En el siglo XV lapuntuaciónseguíasiendoerráticalaspalabrasseescribíansinseparación y las Mayúsculas se usaban de Forma incoherente.
Según los registros históricos, el 11 de marzo de 105 e. c., el eunuco Cai Lun le presentó una novedad a su emperador He de Han: el papel.
«Si, en el momento de sentarse a leer, se suspendiera la publicación de libros, [un lector] necesitaría trescientos mil años para leer los ya publicados. Si se limitara a leer la lista de autores y títulos, necesitaría casi veinte años», dice Gabriel Zaid en Los demasiados libros.
Los lectores de Fahrenheit 451 habían memorizado los libros y resistían en el bosque a la espera de momentos más propicios para la literatura.
Pessoa escribía fragmentos y dejaba espacios entre ellos para rellenarlos después con palabras, frases o párrafos enteros.

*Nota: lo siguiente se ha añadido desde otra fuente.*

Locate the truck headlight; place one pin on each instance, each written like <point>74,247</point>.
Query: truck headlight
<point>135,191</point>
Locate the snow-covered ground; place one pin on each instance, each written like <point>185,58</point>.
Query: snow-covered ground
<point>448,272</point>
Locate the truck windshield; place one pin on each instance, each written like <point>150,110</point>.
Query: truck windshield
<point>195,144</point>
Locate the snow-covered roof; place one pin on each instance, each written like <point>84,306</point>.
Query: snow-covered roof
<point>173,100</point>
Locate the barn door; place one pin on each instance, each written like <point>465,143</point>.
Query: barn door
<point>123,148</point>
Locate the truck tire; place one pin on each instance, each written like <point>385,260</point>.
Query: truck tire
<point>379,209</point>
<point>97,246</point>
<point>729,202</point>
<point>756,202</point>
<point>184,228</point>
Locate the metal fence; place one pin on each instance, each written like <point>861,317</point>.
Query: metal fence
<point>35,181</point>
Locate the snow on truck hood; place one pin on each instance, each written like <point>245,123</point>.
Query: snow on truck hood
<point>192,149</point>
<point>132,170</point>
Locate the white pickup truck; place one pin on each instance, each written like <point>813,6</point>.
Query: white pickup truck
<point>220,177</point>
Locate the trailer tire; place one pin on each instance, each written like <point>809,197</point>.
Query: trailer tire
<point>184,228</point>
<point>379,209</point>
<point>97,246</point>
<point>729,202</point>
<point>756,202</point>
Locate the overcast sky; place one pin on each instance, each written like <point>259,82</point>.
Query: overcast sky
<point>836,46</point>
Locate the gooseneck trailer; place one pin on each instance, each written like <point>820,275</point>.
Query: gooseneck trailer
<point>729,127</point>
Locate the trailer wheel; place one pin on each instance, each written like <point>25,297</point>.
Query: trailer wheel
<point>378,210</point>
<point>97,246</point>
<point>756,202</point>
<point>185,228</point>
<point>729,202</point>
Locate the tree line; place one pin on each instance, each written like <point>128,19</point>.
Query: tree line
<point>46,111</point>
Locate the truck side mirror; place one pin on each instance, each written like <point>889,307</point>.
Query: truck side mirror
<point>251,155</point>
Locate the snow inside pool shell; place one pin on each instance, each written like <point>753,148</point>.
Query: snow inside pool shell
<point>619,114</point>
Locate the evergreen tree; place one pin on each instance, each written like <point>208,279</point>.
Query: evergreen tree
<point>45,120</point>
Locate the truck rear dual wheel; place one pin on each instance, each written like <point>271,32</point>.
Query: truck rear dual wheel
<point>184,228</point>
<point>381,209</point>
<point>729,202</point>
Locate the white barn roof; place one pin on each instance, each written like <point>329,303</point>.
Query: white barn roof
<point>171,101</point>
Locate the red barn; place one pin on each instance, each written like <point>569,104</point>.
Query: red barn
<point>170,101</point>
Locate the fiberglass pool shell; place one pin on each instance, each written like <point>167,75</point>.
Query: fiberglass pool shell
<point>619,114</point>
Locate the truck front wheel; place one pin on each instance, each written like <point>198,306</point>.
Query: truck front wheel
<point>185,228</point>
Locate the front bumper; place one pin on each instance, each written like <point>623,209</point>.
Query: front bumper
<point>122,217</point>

Los fragmentos fueron encontrados en un baúl y los espacios los completó todos el lector, que es uno y es múltiple.
«Leer, por lo pronto, es una actividad posterior a la de escribir: más resignada, más civil, más intelectual», escribió Borges en 1935.
A Borges le gustaban las enciclopedias. A Wystan Hugh Auden le gustaba leer el diccionario, decía que sería el libro perfecto para llevarse a una isla desierta. Ricardo Piglia, en cambio, creía que el único libro útil en una isla desierta sería un manual con las indicaciones para construir una balsa.

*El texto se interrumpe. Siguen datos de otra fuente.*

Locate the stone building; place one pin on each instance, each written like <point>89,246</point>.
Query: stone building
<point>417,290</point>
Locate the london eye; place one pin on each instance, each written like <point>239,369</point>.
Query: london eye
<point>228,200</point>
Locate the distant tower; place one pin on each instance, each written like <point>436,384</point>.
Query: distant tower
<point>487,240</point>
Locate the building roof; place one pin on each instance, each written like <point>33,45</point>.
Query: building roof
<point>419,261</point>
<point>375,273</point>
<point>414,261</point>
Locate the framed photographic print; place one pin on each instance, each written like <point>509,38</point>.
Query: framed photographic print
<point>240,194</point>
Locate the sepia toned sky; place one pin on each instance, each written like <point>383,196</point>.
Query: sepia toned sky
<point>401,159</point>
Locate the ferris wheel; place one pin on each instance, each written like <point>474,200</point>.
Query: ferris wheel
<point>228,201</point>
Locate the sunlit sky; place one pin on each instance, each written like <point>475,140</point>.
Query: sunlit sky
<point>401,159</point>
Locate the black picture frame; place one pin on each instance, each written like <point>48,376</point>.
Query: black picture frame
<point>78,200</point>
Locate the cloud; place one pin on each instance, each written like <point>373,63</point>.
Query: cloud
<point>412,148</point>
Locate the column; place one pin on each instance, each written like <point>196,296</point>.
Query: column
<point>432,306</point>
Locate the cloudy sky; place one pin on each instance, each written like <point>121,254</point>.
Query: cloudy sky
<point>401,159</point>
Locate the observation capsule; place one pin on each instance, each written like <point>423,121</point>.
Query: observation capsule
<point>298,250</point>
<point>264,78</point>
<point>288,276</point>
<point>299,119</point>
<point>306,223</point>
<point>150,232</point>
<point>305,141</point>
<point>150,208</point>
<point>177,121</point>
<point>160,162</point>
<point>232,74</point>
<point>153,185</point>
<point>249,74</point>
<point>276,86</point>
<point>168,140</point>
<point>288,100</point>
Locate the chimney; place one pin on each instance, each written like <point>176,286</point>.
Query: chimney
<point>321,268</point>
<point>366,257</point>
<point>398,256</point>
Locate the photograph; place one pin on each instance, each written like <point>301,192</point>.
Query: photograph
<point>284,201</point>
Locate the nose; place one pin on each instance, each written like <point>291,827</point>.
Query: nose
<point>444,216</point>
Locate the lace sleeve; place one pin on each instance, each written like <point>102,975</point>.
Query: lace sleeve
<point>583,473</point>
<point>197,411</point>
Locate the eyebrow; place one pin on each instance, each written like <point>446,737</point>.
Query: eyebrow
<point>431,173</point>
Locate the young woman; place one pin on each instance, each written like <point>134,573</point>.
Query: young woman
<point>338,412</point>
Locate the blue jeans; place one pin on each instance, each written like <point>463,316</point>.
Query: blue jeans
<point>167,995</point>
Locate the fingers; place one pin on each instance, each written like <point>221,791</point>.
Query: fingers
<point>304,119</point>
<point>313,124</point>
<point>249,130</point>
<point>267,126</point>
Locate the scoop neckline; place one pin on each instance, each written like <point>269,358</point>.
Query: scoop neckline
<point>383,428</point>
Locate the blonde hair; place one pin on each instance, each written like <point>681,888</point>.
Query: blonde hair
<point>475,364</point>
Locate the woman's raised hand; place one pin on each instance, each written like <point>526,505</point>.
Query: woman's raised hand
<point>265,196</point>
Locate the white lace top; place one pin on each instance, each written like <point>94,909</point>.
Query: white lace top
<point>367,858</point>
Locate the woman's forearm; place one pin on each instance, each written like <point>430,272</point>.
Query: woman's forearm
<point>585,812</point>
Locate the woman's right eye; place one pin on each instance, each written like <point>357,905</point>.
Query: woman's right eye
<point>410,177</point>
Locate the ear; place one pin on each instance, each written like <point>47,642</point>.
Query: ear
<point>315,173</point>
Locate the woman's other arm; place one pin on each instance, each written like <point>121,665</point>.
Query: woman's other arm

Alonso Quijano se volvió loco de tanto leer.
Cuando David Markson leyó Bajo el volcán, de Malcolm Lowry, se creyó loco: estaba seguro de haberlo escrito él mismo. Se obsesionó, se hizo amigo de Lowry y se mudó a México para imitar al personaje protagonista.

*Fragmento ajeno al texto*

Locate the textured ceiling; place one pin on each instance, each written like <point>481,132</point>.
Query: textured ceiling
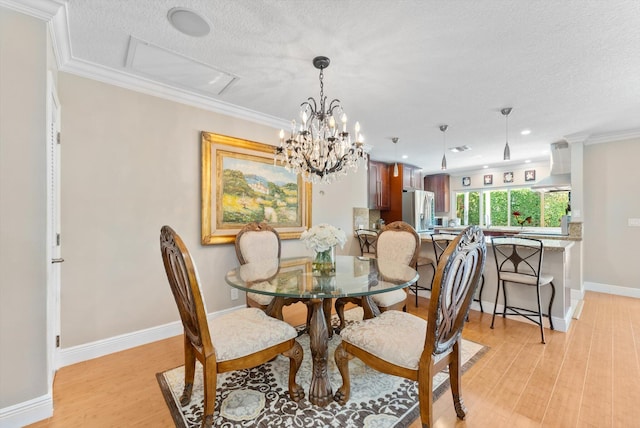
<point>570,69</point>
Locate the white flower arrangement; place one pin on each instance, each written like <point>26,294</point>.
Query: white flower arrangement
<point>322,237</point>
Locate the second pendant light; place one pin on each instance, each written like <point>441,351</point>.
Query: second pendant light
<point>443,128</point>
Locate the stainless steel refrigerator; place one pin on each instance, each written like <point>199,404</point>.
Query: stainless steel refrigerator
<point>418,209</point>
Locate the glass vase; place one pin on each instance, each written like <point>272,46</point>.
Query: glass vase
<point>324,262</point>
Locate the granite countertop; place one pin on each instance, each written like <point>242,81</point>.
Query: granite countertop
<point>543,233</point>
<point>559,243</point>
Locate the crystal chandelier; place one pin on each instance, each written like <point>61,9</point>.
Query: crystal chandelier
<point>317,148</point>
<point>507,152</point>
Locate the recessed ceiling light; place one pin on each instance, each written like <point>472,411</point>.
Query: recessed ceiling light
<point>188,22</point>
<point>458,149</point>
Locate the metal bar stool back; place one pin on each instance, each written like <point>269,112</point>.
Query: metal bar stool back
<point>519,262</point>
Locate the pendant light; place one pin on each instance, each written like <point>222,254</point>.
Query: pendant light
<point>395,166</point>
<point>507,152</point>
<point>443,128</point>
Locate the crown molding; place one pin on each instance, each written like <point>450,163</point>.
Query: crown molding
<point>41,9</point>
<point>147,86</point>
<point>55,12</point>
<point>612,136</point>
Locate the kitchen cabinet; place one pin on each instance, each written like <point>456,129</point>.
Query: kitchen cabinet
<point>411,177</point>
<point>379,185</point>
<point>439,184</point>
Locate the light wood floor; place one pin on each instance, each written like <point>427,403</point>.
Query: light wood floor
<point>587,377</point>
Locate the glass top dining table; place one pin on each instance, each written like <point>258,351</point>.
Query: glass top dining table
<point>295,278</point>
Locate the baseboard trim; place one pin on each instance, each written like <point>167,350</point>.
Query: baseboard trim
<point>88,351</point>
<point>27,412</point>
<point>612,289</point>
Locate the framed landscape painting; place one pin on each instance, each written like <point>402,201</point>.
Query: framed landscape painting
<point>242,184</point>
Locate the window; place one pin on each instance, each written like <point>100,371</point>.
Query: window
<point>495,207</point>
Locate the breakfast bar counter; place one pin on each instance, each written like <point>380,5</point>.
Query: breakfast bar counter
<point>558,254</point>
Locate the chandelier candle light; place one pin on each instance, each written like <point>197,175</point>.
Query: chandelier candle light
<point>507,152</point>
<point>322,239</point>
<point>443,128</point>
<point>316,148</point>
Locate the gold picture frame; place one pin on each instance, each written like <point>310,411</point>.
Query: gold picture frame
<point>231,197</point>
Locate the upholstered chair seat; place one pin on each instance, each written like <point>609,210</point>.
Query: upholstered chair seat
<point>240,340</point>
<point>247,331</point>
<point>402,344</point>
<point>397,242</point>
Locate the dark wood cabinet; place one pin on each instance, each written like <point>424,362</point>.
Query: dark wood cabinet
<point>379,186</point>
<point>411,177</point>
<point>439,184</point>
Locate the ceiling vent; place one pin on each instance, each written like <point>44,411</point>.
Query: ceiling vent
<point>174,69</point>
<point>560,177</point>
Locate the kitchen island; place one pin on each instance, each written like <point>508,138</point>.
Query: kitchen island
<point>557,261</point>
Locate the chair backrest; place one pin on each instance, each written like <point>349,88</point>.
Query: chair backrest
<point>256,242</point>
<point>522,256</point>
<point>440,243</point>
<point>185,286</point>
<point>367,240</point>
<point>398,241</point>
<point>457,276</point>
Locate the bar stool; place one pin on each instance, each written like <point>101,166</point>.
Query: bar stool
<point>367,240</point>
<point>519,261</point>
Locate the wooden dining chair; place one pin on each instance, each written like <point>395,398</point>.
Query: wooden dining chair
<point>239,340</point>
<point>402,344</point>
<point>257,242</point>
<point>399,242</point>
<point>367,240</point>
<point>440,243</point>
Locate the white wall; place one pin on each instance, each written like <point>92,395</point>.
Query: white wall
<point>611,177</point>
<point>131,163</point>
<point>23,292</point>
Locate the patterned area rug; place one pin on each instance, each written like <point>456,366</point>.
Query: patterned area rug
<point>258,397</point>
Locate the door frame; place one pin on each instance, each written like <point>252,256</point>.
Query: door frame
<point>53,116</point>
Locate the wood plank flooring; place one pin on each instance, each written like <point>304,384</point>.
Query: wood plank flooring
<point>587,377</point>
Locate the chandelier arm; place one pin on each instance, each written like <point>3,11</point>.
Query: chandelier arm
<point>319,150</point>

«No se inventa nada. Solo pequeñísimas variaciones de lo ya dicho, visto, oído, leído, escrito, olvidado», dijo Augusto Roa Bastos.
Markson pasó gran parte de su vida en bibliotecas y librerías, acumulando citas. Con eso escribió una novela que no es una novela. Su cita preferida era de Jules Renard: «Escribir es la única profesión en la que nadie te considera ridículo si no ganas dinero».
Cuando Pierre Menard se puso a escribir un libro no quería uno cualquiera, quería el Quijote. Lo quería idéntico, palabra por palabra. Para lograrlo, emprendió la tarea de olvidar todo lo acontecido entre 1602 y 1918. Y así le salió el Quijote, como si fuera Cervantes, pero sin copiarlo.